Lebanese banks have assets and loans linked to countries in the region experiencing political unrest as well as slowing growth, such as Egypt and Jordan, it said. The Arab nation’s economy has also slowed after a “sharp” deceleration in gross domestic product in the first half, it said.

The International Monetary Fund forecasts 1.5 percent growth in Lebanon this year, the slowest since 2006. The country’s public debt reached about $52.6 billion last year, the equivalent of 137 percent of GDP. The uprising in Syria against the rule of President Bashar al-Assad, which began more than six months ago, is hurting tourism in Lebanon.

The credit risk of Lebanese banks, which are closely linked to Lebanon’s sovereign debt, will continue to be tied to the Lebanese government which is rated as “stable,” Moody’s said.

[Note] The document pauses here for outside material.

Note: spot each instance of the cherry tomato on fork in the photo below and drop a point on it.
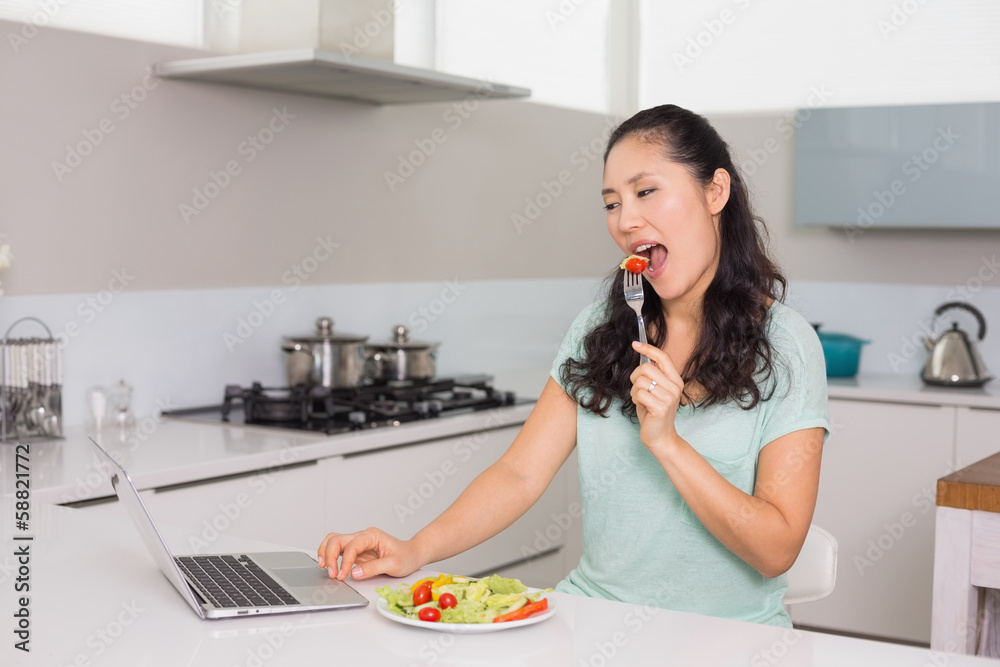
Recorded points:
(421, 595)
(635, 264)
(429, 614)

The banks’ profitability is also undermined because “subdued business activity” will probably cause a slowdown in credit growth and fee-generating income, it said.

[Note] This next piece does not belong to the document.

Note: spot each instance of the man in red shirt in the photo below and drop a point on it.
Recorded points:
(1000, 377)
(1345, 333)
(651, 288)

Some of the risks will be mitigated by the banks’ “resilient depositor base”, Moody’s said. “The sector retains a relatively stable funding structure driven by customer deposits, which account for approximately 90 percent of total liabilities,” it said. Deposits mainly come from Lebanese expatriates who accounted for 22 percent of GDP at the end of last year, it said.

The stability of Lebanon’s pound, pegged at about 1,500 to the dollar since 1993, coupled with interest rates that were as high as 8 percent in 2008, have attracted a steady flow of funds into the country, Central Bank Governor Riad Salameh said in an interview on Oct. 5. Bank deposits grew 10 percent last year to $110 billion, he said.